Here are 10 other things we learned from Fox’s upfront:
1. Fox Sports kicked off the presentation to tell the crowd that “Fox will own the fall.” A rapping musical act oddly sang about Fox Sports, before Alex Rodriguez made a surprise appearance to woo ad-buyers (“I wish Fox paid as much as the Yankees,” he admitted) and yet another musical act came out in the form of a college marching band. But what we really learned is that Fox Sports announcer Joe Buck does not know how to shoot a T-shirt gun. “Where’s Rupert? That’s the only person I don’t want to hit,” Buck quipped before firing.
2. Seth MacFarlane can sing and snark. The former Oscar host and star of the network’s new dramedy “The Orville” opened up the primetime portion of the presentation doing his pop crooner act, accompanied by a small orchestra.

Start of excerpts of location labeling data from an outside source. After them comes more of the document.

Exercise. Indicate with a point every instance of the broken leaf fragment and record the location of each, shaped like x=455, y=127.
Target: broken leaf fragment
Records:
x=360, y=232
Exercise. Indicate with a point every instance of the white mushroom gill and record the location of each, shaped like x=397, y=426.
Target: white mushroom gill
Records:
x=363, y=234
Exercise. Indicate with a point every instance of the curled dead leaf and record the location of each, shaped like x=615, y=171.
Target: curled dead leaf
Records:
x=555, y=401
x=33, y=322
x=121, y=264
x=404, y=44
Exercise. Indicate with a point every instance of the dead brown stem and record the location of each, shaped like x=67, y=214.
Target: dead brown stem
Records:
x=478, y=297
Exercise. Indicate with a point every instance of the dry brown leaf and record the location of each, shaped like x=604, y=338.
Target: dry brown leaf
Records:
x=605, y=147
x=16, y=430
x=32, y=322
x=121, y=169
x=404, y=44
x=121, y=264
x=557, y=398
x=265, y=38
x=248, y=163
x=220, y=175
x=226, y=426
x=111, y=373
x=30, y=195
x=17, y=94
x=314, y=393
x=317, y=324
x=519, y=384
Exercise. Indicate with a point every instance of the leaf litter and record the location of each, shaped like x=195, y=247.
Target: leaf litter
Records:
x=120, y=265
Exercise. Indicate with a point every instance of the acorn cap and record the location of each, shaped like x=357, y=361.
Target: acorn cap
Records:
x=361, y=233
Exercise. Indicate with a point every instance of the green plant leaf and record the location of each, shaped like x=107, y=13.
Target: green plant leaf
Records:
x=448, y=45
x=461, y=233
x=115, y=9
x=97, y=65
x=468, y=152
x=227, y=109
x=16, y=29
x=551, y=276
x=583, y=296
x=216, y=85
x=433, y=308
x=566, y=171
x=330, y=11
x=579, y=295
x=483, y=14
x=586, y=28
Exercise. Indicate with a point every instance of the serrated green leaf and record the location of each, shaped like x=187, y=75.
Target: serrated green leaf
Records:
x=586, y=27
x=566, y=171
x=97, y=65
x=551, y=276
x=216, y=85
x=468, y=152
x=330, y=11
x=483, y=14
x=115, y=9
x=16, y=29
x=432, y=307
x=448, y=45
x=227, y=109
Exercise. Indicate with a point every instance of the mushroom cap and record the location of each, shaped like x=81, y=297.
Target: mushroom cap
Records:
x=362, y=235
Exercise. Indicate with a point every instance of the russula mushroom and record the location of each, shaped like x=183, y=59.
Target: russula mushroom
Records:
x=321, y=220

Of course, he delivered a Sinatra-esque tune with lyrics tailored to the upfront. “A hit is a 0.8!” he sang. “At Fox our reputation could use a little bump. Although we brought you ratings, we elected Donald Trump.” In a nod to the storm of controversy surrounding Fox News, MacFarlane introduced Fox Television Group chairman Gary Newman and Dana Walden as “the only two people at Fox who are not being sued.”
3. Fox is really pushing “The Mick.” Aside from MacFarlane singing about Kaitlin Olsen’s comedy, child actor Jack Stanton from the show got a ton of screentime during the upfront when Walden and Newman had the 8-year-old host a spoof presentation on advertising — “so easy, a kid can do it.”

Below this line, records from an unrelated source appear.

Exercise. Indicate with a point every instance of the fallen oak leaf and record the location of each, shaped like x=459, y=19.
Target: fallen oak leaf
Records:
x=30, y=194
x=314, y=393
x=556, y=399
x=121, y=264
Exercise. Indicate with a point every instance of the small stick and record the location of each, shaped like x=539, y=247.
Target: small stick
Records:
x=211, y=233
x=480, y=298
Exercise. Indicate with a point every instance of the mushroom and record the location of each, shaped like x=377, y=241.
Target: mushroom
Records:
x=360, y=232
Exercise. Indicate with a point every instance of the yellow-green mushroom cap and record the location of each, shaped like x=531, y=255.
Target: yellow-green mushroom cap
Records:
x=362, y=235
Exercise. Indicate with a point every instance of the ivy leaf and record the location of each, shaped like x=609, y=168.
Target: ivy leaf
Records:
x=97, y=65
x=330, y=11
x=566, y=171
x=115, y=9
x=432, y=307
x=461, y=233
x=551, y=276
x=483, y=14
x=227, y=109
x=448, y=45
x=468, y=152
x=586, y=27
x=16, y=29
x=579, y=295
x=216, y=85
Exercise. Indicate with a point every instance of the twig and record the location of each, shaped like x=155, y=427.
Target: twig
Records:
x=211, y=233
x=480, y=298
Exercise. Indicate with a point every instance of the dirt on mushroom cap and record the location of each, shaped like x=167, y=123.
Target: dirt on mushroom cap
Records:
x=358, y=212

4. Fox is setting itself apart with brand partnerships. The Fox chiefs noted they are investing millions in this area “and it’s out ahead of our competitors.” Some recent examples are “Lethal Weapon” extended scenes with Microsoft products, “Star” performing on the Honda stage, an “Empire” aftershow with Lincoln, and “Empire” branded Shazam Pepsi cans to tout Jamie Foxx’s summer series “Beat Shazam.”

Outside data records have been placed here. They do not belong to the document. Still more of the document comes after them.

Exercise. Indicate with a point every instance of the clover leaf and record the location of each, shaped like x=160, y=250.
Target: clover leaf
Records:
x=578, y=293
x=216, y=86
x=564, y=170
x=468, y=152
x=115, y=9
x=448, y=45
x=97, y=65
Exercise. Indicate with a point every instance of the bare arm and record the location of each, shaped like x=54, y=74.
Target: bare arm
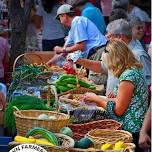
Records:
x=37, y=20
x=121, y=101
x=147, y=121
x=69, y=49
x=144, y=138
x=94, y=66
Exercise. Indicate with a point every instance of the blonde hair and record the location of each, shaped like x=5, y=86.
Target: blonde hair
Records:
x=119, y=57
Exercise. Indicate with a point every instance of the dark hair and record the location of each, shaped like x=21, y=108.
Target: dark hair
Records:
x=131, y=2
x=71, y=14
x=120, y=4
x=118, y=13
x=49, y=4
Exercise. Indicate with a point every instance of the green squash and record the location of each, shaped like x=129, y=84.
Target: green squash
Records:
x=66, y=131
x=84, y=143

5. Fox hopes its Wednesday night will rival ABC’s “TGIT” block. The network aims to follow in Shondaland’s footsteps, creating a Lee Daniels-branded night on Wednesdays from 8-10 p.m. With “Empire,” followed by “Star.” Newman said that the two shows have “higher duplication than any of the Shondaland shows.” Taraji P. Henson, Terrence Howard, Queen Latifah and Benjamin Bratt showed up together to show off their new programming block. “Get ready for Wednesdays because Cookie and Carlotta are coming for ya,” quipped Queen Latifah.
6. Fox Sports announcer Joe Buck couldn’t say enough about the sizzle of the World Series last year with the Chicago Cubs’ history-making win. Marchese joked that the sports division has “100 percent promised we would have again” such a ratings-generating fall classic.
7. Marchese took aim at Facebook and YouTube, flashing charts and graphs and comparative data. It all boiled down to: they suck at delivering measurable reach and engagement while Fox rocks. “On any given Tuesday, Fox delivers 700 Facebooks,” he said.
6. Toward the end of the presentation, as the cocktail hour approached, Fox’s in-house culinary superstar Gordon Ramsay came out to deliver fresh-baked cookies. That was much appreciated by the crowd, but the sound of paper bags being opened drowned out about five minutes of Newman’s presentation on midseason shows.
9. Fox is taking big swings with comedies again. MacFarlane’s “The Orville” is a futuristic series set on a spaceship, while Walden compared paranormal laffer “Ghosted” to “The X-Files.” Dylan McDermott, an actor not previously known for his comedy chops, plays a pilot in the sitcom “LA to Vegas.” Newman promised he’ll be “the breakout character of the season.”
10. Live from New York, it’s Fox! The network is giving live programming a big push, following last year’s Emmy-winning “Grease Live!” Coming up is a musical rendition of the beloved holiday film “A Christmas Story.” For a more adult audience, the network is also tuning up “Rent.” A quick chorus-line performance of “Seasons of Love” may have been the highlight of the upfront.